For each finding, in severity order:

#### [SEVERITY] — [Finding Title]

- **Category:** [e.g., SQL Injection]
- **Location:** `path/to/file.ts:42`
- **Description:** [What the vulnerability is]
- **Proof-of-concept:**
  ```
  [Example exploit payload or steps]
  ```
- **Impact:** [What an attacker could achieve]
- **Fix:**
  ```
  [Code showing the remediation]
  ```

### Attack Surface Summary
- **Total routes:** N
- **Unauthenticated routes:** N
- **Routes accepting user input:** N
- **Routes with dangerous sinks:** N

### Remediation Priority
[Ordered list: Critical findings first, with effort estimates]

============================================================
NEXT STEPS
============================================================

After reviewing the pentest report:
- "Fix all Critical findings immediately — these are exploitable."
- "Run `/owasp` for a systematic OWASP Top 10 compliance check."
- "Run `/encryption` to address cryptographic weaknesses."
- "Run `/dependency-scan` to fix vulnerable component findings."
- "Run `/secure` after remediation to verify the security posture improved."


============================================================
SELF-EVOLUTION TELEMETRY
============================================================

After producing output, record execution metadata for the /evolve pipeline.

Check if a project memory directory exists:
- Look for the project path in `~/.claude/projects/`
- If found, append to `skill-telemetry.md` in that memory directory

Entry format:
```
### /pentest — {{YYYY-MM-DD}}
- Outcome: {{SUCCESS | PARTIAL | FAILED}}
- Self-healed: {{yes — what was healed | no}}
- Iterations used: {{N}} / {{N max}}
- Bottleneck: {{phase that struggled or "none"}}
- Suggestion: {{one-line improvement idea for /evolve, or "none"}}
```

Only log if the memory directory exists. Skip silently if not found.
Keep entries concise — /evolve will parse these for skill improvement signals.

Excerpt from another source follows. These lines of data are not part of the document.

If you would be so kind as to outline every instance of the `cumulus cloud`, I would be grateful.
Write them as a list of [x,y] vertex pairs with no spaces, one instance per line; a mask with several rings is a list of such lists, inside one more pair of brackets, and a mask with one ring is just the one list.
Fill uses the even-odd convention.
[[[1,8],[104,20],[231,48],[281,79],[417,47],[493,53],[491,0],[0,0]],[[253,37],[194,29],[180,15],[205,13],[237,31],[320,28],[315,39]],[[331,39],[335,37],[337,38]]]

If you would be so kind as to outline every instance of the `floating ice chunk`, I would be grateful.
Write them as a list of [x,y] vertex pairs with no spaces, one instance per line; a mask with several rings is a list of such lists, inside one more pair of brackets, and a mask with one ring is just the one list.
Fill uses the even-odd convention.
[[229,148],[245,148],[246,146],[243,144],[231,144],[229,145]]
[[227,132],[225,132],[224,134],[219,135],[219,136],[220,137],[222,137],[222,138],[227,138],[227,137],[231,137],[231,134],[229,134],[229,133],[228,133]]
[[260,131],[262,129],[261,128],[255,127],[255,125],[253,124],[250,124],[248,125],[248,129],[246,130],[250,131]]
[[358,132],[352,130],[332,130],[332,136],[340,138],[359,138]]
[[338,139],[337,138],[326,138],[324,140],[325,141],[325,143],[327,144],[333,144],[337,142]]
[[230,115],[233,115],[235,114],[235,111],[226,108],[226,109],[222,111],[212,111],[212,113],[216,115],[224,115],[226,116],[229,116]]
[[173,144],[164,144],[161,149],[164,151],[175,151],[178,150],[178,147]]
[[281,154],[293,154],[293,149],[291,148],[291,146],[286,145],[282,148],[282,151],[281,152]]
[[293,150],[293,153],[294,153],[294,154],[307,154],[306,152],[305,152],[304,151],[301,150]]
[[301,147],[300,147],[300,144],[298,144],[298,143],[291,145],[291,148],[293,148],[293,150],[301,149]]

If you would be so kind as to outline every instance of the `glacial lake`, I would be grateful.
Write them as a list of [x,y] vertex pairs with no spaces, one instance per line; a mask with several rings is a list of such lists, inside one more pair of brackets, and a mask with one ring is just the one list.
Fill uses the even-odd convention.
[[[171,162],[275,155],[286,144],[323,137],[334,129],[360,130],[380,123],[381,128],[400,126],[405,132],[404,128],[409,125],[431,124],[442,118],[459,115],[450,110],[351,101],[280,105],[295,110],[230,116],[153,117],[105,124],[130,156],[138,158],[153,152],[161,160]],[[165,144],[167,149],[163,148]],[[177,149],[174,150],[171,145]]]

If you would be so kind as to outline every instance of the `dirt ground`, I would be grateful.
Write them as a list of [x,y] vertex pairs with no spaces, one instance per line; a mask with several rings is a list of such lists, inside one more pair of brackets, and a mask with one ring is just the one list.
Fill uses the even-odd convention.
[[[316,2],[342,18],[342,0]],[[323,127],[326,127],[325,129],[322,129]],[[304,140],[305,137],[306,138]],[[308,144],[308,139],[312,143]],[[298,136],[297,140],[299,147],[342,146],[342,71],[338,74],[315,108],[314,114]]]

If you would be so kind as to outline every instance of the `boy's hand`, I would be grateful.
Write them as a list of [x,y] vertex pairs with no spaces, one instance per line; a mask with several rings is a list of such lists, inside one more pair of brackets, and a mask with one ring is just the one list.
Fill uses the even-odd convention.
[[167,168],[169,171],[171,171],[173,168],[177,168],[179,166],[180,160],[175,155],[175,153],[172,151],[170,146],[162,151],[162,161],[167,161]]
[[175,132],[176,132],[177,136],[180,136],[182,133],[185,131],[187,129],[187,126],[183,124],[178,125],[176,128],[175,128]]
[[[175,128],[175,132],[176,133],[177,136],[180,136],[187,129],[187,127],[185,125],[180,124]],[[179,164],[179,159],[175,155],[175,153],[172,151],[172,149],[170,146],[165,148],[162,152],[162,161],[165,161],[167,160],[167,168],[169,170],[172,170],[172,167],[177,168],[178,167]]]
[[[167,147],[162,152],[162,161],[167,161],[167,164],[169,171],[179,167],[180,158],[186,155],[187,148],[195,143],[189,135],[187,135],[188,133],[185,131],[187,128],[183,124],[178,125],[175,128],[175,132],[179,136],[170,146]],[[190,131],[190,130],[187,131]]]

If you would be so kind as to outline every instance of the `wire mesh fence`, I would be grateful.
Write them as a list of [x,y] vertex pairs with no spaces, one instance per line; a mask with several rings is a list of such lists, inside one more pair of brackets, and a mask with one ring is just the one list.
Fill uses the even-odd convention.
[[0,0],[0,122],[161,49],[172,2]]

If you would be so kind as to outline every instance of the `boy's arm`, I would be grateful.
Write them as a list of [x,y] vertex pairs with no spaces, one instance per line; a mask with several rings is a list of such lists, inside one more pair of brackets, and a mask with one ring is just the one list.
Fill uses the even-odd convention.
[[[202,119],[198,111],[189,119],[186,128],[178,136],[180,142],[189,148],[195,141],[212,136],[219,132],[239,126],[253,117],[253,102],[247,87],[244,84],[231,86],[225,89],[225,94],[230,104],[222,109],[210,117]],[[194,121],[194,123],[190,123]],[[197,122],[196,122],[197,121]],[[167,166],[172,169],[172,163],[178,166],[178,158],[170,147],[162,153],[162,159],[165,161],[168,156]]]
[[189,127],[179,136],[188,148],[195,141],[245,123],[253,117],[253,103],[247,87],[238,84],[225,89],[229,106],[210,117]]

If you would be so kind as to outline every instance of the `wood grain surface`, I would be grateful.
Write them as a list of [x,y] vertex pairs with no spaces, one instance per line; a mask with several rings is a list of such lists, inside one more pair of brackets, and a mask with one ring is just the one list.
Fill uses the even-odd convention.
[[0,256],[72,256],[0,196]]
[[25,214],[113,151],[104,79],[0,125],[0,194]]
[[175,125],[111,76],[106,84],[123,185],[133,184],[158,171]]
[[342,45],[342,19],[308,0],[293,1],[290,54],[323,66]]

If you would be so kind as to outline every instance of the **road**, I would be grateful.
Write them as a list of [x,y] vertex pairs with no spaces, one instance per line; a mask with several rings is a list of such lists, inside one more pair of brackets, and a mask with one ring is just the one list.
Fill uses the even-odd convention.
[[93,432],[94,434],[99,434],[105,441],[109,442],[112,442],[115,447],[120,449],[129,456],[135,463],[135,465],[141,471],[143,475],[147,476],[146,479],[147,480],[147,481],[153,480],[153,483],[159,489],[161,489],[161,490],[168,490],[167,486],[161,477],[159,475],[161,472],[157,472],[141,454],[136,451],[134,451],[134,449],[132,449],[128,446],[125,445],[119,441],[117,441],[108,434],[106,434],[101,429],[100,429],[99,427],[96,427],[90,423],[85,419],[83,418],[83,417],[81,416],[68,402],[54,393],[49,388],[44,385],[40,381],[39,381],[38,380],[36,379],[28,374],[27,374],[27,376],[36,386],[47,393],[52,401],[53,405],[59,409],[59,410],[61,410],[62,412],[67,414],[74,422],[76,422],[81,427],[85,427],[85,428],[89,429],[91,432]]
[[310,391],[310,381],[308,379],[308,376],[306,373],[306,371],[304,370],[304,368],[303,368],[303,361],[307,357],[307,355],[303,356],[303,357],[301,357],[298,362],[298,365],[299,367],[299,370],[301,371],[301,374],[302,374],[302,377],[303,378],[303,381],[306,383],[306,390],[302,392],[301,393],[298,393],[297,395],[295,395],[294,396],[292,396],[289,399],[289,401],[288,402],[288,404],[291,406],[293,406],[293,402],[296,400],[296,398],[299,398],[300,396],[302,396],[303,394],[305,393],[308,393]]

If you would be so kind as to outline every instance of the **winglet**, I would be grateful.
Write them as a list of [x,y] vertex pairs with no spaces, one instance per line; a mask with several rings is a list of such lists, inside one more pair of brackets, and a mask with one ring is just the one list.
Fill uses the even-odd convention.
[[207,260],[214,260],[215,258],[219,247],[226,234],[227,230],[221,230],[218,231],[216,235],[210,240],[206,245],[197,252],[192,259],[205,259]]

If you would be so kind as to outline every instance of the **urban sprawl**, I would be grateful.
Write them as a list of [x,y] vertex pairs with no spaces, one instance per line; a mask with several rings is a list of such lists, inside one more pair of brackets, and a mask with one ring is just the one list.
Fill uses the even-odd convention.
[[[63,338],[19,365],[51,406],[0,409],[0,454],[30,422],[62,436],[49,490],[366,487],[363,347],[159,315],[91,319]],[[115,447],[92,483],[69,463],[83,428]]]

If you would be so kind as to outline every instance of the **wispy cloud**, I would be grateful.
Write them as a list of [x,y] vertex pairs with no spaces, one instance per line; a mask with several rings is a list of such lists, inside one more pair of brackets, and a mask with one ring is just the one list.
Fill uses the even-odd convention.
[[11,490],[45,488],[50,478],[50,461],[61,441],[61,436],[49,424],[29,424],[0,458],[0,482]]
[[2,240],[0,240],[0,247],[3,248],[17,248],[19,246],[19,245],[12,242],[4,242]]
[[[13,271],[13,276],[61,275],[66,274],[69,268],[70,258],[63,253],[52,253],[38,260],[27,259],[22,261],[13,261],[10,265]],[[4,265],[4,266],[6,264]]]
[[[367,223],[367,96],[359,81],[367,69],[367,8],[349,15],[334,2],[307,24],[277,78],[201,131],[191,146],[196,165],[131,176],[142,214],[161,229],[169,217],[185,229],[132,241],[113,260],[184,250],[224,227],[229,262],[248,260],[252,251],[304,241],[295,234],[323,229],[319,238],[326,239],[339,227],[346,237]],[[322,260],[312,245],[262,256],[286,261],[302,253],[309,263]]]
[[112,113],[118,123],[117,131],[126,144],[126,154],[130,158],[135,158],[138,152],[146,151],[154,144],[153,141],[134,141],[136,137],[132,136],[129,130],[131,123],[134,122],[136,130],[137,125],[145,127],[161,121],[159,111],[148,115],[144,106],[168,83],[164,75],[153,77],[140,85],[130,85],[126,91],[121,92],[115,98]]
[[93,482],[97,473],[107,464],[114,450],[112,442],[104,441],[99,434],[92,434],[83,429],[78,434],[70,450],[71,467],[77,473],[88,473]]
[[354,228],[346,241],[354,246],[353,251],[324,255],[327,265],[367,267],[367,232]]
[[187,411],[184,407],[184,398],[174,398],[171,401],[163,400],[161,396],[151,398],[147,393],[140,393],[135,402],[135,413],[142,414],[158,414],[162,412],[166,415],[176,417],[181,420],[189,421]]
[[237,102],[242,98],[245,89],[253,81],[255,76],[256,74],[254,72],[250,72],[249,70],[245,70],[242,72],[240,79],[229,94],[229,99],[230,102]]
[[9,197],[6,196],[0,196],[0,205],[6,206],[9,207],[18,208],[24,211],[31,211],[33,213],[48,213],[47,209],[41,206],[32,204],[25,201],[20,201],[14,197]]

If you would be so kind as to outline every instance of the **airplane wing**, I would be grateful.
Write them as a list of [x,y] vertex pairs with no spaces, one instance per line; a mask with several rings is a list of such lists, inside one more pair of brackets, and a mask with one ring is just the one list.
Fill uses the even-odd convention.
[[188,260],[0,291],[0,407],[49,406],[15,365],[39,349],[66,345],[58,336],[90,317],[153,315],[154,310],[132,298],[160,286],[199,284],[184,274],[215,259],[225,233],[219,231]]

============================================================
DO NOT
============================================================

- Do NOT execute actual exploits — this is static code analysis only.
- Do NOT send network requests to test vulnerabilities.
- Do NOT expose full secret values — redact all but first 4 characters.
- Do NOT modify any code — report findings with suggested fixes only.
- Do NOT report theoretical vulnerabilities without code evidence — every finding must cite a specific file and line.
- Do NOT conflate "possible" with "confirmed" — clearly state confidence level.
- Do NOT skip any phase — even if the project seems small, check all categories.
- Do NOT install external tools — analyze the source code directly.